Приближались каникулы. Как-то раз прихожу в школу — меня ждет письмо. Обратный адрес: Саратов, Московская консерватория. Знакомый красивый почерк Цейтлина — он в свое время учился каллиграфии. Пишет: дорогой Рудик, наконец-то я тебя нашел. Искал повсюду, пока не догадался написать в Ленинградскую консерваторию, и там узнал, что ты занимаешься у моего одноклассника Эйдлина, чем я очень доволен, передай ему большой привет, пожалуйста. Сейчас я нахожусь с Московской консерваторией в эвакуации в Саратове и готов сделать все, чтобы ты приехал сюда ко мне, если, конечно, захочешь.
Я немедленно написал ему, что да, конечно, мечтал бы приехать — и сравнительно скоро получил ответное письмо. «Я уже начал хлопотать о твоем приезде», — а дальше трогательно, совершенно по-отечески: «Тут очень холодно.
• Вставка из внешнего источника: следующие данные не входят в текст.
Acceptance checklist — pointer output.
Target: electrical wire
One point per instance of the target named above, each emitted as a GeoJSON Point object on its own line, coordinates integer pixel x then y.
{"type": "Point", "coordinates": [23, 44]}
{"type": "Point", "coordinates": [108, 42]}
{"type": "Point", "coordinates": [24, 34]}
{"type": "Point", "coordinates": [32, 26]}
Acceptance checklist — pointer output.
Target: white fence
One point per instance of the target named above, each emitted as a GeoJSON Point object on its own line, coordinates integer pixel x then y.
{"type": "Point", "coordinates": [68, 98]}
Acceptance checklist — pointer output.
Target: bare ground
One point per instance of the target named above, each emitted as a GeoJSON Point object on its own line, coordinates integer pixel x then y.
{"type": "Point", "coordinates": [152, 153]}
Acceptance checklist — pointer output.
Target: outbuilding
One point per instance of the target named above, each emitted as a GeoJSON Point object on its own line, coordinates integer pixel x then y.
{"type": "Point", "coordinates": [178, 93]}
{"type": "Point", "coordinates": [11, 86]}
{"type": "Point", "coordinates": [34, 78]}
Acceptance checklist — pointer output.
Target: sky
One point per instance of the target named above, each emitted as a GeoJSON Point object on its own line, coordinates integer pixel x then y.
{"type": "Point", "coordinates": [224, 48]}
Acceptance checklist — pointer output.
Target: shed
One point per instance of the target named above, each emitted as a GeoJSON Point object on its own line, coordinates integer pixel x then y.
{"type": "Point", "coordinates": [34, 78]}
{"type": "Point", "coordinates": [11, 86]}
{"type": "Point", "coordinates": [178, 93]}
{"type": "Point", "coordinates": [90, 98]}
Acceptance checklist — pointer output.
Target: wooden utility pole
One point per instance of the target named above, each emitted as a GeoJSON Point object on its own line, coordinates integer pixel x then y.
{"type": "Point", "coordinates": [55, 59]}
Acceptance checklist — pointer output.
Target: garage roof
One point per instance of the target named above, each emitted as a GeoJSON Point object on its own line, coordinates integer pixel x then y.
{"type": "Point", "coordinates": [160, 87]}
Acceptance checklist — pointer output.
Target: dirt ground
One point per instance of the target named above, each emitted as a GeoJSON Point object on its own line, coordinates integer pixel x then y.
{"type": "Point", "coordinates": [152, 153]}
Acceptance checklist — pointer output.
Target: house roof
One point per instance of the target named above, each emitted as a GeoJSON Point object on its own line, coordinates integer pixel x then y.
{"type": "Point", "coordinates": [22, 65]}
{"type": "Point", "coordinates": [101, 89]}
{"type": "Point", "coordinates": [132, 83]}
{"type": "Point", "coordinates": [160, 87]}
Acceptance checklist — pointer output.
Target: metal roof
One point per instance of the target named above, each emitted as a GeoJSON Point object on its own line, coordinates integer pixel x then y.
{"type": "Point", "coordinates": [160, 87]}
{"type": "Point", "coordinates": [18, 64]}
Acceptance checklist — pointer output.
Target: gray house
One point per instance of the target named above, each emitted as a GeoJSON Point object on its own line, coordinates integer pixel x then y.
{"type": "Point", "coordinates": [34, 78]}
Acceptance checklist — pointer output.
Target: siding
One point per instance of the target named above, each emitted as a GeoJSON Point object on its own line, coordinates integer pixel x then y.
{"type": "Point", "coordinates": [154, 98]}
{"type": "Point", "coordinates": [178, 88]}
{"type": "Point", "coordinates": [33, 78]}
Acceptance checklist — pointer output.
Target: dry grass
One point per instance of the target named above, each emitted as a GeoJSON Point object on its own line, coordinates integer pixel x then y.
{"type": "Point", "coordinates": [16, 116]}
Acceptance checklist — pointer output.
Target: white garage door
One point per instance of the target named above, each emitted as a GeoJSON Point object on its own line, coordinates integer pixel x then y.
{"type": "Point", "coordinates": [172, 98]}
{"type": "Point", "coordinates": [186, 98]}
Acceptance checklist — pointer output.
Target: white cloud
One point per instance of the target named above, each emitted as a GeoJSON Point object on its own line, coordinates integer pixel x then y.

Пожалуйста, попробуй раздобыть себе теплую шубу, чтобы не замерзнуть в холодной России».
Тем временем в Кагане заболел папа. Схватить дизентерию в такой жаре, среди бухарских пустынь, немудрено. Несчастье, мама в панике. Я стал ходить на базар и свою утреннюю порцию хлеба выменивал на рис, чтобы отвезти папе. Меняли охотно, за полкило хлеба давали большую пиалу риса. Я приносил домой и пересыпал в мешочек, считая дни до каникул, когда смогу поехать к родителям.
И тут случилась вот какая история. У меня в Ташкенте появился друг, скрипач Дига Зондерегер. Он был немец, рожденный в России, русский немец. Учился тоже у Эйдлина и так замечательно играл, что мы заслушивались. «Дига играет, пойдем послушаем, Дига, Дига играет!» У Вагнера есть «Листок из альбома», пьеса для скрипки, — Дига так ее играл, что я до сих пор помню, а ведь как давно это было.
Но — немец. И хотя призыву не подлежал, его вдруг взяли и мобилизовали в трудовую армию. Пришел в интернат военный: «Гражданин Зондерегер?» Он говорит: «Я». — «Прошу следовать за мной». Дига спросил: «Я надолго уезжаю?» — «Надолго». И все. Без предупреждения, в одну минуту. «Чемодан брать?» — «Не понадобится».
У Диги был кожаный чемодан, баул такой. Он ко мне подошел: «Рудик, можно тебе этот баул оставить, пока я не вернусь?» — «О чем речь».
Вернулся Дига только после войны, уже в Москву. Его чудесные руки были черными как уголь, который он все эти годы добывал в шахте, и покалеченными. Но он занимался, занимался и сумел вернуться к музыке, стал потом концертмейстером симфонического оркестра в Петрозаводске. Спустя много лет мы там сыграли вместе симфонию Моцарта «Юпитер».
С Дигиным баулом я поехал к родителям. Положил под сиденье в поезде, а когда добрался до Кагана, оказалось, что баул в пути взрезали и все, что в нем было, украли. Включая рис.
Но папа все-таки, слава богу, поправился. Зато заболел я сам. Врачи никак не могли поставить диагноз. Дома имелся медицинский справочник, я его изучил и показал доктору: тиф. Действительно — в Ташкенте эпидемия. Меня отправили в больницу. Пролежал месяц, чувствовал себя все хуже и хуже и однажды понял: умираю. Я лежал без сознания и все равно понимал: смерть. Стало темно, я полетел вниз. Падал, падал, падал в эту тьму — и внезапно очнулся, совершенно мокрый, с чувством полной невесомости. Вероятно, это был кризис, после которого я пошел на поправку.